Keating Five member John McCain, long a friend to unscrupulous financiers and enemy to the kinds of regulatory oversight that might have prevented this crisis, has been difficult to pin down on this issue, in large part because his position changes every time the sun comes up. His initial position, that we should stop bailing out financial giants, is understandable and at least has the virtue of being consistent with his free-market philosophy. His later attitude, an acceptance of the reality that these companies must be bailed out in order to protect the investors who acted in good faith, was more realistic. Exposure to the toxic mortgage-based securities put the other assets of these companies at risk, and it would be unconscionable to destroy the investments of good actors as punishment for the deeds of bad actors who had already escaped on golden parachutes.

(In McCain’s defense, at least he said something, even if it was insane, and Joe Biden’s response tracked a similar trajectory. As for the other presidential candidate, Barack Obama couldn’t manage anything better than “I’ll get back to you on that.” Who will you choose in November: the madman or the slacker?)

Bailing out rich people stinks, but it stinks more when we don’t really have any money to do it with. Section 10 of the proposed legislation increases our national debt limit for the fiscal year to $11,315,000,000,000. Given the authority to hit that ceiling, I have no doubt that the Treasury department will do so, meaning that our interest outlay in the next budget will be even higher than previously anticipated. Every new program you’ve heard politicians mention during this election cycle has just evaporated. The cost of a bailout is a credit crunch on the government, at the worst possible time. I’ve already proposed the solution to the problem: we must increase income and cut outlays. Otherwise, we’re just bailing water from the yacht into the lifeboat. Specifically, the wealthiest Americans must be willing to pay higher taxes, because it is they that benefit most from the financial institutions the rest of us will be breaking the bank to rescue, and it was their exploitation of those markets that got us into this mess.

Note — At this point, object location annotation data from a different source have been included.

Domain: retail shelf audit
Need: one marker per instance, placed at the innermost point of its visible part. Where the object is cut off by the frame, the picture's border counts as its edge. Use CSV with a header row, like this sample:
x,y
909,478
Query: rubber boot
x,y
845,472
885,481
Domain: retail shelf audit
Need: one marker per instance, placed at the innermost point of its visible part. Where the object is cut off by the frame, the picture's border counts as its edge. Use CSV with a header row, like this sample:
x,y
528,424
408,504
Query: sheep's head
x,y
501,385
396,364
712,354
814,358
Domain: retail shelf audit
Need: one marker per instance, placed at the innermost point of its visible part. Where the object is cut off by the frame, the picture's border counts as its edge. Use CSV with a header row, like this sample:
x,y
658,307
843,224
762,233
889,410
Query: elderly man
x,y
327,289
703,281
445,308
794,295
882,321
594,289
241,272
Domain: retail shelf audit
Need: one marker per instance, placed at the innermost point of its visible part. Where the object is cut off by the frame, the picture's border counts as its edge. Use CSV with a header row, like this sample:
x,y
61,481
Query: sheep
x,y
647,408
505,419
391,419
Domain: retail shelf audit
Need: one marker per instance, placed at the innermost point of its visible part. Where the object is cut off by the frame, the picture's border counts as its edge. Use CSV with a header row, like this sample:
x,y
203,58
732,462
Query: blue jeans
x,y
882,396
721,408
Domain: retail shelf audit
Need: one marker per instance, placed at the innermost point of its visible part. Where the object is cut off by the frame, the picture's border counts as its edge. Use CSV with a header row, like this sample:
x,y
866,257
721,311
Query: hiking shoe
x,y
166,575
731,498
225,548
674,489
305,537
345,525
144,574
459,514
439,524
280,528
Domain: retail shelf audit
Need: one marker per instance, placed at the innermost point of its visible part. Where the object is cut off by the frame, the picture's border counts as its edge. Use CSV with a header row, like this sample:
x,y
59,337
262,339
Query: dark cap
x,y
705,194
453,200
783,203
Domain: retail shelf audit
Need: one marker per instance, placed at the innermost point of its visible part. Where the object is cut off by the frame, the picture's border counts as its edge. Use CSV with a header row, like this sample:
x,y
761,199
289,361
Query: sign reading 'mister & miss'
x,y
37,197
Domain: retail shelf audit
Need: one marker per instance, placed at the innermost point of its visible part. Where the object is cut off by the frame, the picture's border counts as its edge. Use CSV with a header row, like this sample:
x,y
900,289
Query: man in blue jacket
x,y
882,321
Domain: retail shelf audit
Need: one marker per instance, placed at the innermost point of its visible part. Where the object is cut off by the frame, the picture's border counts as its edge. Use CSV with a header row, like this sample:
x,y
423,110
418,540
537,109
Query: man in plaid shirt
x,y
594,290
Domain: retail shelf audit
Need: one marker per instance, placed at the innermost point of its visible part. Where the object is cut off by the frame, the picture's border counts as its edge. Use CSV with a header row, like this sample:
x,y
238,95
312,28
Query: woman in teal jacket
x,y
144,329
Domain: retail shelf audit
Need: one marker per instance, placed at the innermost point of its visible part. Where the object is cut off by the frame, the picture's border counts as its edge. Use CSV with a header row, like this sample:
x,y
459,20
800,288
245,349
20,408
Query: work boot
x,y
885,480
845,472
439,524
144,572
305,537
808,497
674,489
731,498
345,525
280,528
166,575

Of course, I haven’t yet gotten to the most malodorous part of the whole proposal. It’s bad that we don’t know whether what we’re buying will be worth anything, and it’s worse that we’ll significantly increase the national debt to do so. But the really despicable part of the legislation is this:

Sec. 8. Review.

Decisions by the Secretary pursuant to the authority of this Act are non-reviewable and committed to agency discretion, and may not be reviewed by any court of law or any administrative agency.

You know, at least with the absurdly-named Patriot Act these Republican pricks had some kind of flimsy excuse for their totalitarian actions. This is sticking a thumb in the eye of Democracy just to show you can. It was a lack of transparency and honesty that got us into this whole mess; we cannot get out of it by spending $700,000,000,000 at the sole discretion of faceless bureaucrats from an abominably opaque and secretive administration. The estimated cost of the Iraq War to date is around $582 billion, a massive number but still less than the amount proposed in this legislation. It defies reason and sense to insulate the choices made with this massive amount of money from oversight and accountability. The very request for opacity suggests that the whole operation is being undertaken in bad faith.

Bernanke and Paulson continue to insist that Congress must act immediately. Nothing in their past behavior, however, suggests that they possess the competence to make this analysis, or the honesty to accurately convey their analysis to the media or to the legislature. Clearly, something must be done, but handing out $700 billion to the same nitwits that got us into this mess, without anything even resembling appropriate oversight, is more likely to bring economic disaster than salvation.